While proof of undue influence may rest entirely on circumstantial evidence (Price’s Ex’r v. Barham, 147 Va. 478, 482, 137 S. E. 511), it should not be lightly inferred from circumstances which are capable of innocent construction (Dearing v. Dearing, 132 Va. 178, 189, 111 S. E. 286).

The contestants rely upon the following circumstances as proof of the wife’s undue influence:

First, it is said that at the end of sixty days after the testator, a widower sixty years of age, had brought into his home, as a housekeeper, Mrs. Fannie Dora Oakes, a widow forty-one years of age, “she married him.” There is nothing in the record to support the insinuation that the wife took the lead in the preliminaries which culminated in the marriage.

Nor do we find in the record any basis for the statement in contestants’ brief that Mrs. Coleman “fastened” upon her son-in-law, Herman H. Coleman, “a matrimonial halter the exact duplicate of that worn by his father.”

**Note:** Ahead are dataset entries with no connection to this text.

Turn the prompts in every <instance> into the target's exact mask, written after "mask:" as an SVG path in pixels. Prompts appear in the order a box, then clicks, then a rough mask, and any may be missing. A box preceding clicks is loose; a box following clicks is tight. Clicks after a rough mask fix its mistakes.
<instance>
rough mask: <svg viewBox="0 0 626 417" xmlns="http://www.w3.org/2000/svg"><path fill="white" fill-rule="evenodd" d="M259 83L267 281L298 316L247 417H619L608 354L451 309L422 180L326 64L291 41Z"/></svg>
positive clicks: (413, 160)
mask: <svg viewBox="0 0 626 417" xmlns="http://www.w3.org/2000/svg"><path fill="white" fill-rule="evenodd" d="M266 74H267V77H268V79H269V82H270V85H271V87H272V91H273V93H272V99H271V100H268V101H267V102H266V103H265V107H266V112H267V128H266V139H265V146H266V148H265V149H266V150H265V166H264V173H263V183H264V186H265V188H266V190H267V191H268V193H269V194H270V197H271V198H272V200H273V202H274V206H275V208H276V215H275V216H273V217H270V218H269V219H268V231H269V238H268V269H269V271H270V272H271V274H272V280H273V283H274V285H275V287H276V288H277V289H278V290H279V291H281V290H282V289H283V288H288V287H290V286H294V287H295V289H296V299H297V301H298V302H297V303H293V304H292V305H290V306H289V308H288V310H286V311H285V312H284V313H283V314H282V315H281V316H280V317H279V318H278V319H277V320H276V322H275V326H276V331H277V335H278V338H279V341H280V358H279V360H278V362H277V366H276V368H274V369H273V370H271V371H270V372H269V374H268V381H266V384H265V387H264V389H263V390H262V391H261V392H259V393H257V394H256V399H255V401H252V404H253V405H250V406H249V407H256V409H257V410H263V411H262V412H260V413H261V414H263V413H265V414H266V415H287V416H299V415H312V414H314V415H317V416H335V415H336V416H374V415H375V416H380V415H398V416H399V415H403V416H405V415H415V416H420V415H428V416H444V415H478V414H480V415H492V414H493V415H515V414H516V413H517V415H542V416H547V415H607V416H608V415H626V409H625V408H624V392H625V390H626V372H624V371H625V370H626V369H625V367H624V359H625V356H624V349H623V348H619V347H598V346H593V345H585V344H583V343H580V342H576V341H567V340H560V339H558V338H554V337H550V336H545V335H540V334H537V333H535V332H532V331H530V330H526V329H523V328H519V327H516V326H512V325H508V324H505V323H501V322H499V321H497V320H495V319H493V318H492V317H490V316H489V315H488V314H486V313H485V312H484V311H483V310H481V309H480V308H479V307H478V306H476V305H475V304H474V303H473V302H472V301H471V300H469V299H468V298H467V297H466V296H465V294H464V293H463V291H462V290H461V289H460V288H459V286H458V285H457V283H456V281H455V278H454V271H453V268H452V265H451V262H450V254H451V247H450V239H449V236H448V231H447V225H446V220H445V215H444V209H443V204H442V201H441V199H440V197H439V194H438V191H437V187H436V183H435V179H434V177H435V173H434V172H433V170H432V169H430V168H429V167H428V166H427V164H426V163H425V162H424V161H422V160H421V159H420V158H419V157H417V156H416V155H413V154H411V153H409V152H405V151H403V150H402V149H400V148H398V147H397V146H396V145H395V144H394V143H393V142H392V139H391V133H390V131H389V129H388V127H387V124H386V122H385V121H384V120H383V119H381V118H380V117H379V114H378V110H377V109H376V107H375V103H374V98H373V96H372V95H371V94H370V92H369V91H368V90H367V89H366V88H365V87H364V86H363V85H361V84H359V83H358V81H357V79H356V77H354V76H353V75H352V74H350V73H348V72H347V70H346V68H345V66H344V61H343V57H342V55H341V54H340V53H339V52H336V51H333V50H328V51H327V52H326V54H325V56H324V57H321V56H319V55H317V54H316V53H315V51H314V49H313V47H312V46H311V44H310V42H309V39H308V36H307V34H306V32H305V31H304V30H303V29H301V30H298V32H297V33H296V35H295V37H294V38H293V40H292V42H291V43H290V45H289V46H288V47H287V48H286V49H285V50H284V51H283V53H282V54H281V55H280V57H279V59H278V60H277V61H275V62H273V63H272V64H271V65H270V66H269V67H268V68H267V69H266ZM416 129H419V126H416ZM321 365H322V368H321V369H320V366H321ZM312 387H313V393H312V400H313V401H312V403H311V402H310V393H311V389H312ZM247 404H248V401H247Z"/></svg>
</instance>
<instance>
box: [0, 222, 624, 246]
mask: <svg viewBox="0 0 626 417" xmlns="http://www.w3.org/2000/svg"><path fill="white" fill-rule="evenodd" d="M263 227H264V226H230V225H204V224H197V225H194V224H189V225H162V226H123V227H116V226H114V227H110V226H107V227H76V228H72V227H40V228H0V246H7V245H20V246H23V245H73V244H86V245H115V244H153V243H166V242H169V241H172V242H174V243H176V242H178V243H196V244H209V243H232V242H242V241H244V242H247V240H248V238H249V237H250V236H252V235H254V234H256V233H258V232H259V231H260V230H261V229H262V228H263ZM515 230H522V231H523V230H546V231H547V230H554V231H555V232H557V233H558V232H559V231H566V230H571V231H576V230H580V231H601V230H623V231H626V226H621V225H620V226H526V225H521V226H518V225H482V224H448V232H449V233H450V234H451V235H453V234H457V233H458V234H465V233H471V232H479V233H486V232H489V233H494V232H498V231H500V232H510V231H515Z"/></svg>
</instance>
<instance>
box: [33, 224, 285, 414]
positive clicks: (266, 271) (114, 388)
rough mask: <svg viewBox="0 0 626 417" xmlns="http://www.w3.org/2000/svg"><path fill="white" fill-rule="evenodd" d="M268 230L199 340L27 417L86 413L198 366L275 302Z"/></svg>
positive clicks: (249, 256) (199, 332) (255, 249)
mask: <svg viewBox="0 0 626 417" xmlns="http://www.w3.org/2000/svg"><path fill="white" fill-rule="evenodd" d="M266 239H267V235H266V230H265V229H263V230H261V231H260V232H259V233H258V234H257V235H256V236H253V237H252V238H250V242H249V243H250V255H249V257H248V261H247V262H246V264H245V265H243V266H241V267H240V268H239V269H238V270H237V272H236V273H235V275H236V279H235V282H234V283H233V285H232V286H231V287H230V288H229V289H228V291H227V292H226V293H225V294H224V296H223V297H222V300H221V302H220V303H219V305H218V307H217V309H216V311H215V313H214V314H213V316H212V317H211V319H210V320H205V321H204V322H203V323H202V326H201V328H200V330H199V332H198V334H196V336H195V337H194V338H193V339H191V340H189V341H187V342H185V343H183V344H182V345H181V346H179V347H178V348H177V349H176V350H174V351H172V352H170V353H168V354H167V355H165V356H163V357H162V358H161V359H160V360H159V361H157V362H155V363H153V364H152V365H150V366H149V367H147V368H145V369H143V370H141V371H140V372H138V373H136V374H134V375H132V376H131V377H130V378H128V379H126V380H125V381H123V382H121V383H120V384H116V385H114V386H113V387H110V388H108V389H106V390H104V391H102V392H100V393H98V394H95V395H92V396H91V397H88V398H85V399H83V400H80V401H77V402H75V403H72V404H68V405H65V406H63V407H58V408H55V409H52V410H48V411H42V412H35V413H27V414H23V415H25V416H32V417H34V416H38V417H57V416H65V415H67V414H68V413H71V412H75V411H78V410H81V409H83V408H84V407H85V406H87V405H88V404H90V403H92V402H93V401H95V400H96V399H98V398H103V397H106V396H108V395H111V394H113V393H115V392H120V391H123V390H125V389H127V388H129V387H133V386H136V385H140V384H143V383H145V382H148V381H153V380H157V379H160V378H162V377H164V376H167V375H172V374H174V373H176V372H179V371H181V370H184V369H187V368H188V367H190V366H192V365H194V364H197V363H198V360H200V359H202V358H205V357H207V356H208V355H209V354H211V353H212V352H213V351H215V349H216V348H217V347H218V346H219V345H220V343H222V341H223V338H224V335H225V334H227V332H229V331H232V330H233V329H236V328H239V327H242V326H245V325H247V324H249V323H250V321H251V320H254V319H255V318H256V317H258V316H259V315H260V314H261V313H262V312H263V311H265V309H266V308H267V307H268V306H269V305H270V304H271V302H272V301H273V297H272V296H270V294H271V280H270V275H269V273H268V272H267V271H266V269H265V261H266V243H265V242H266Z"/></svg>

Next, it is said that shortly after the marriage the wife persuaded her husband to exchange his home and farm for a smaller place on the highway, which he renovated and refitted with new furniture, and that he purchased an automobile, the first he had ever owned. If proof that a recently acquired wife had persuaded her husband to purchase and furnish a new home were of evidential value to show that ten years later she unduly influenced him in the testamentary disposition of his estate, then few husbands indeed could be said to be free from undue influence. The same is true of the purchase of an automobile.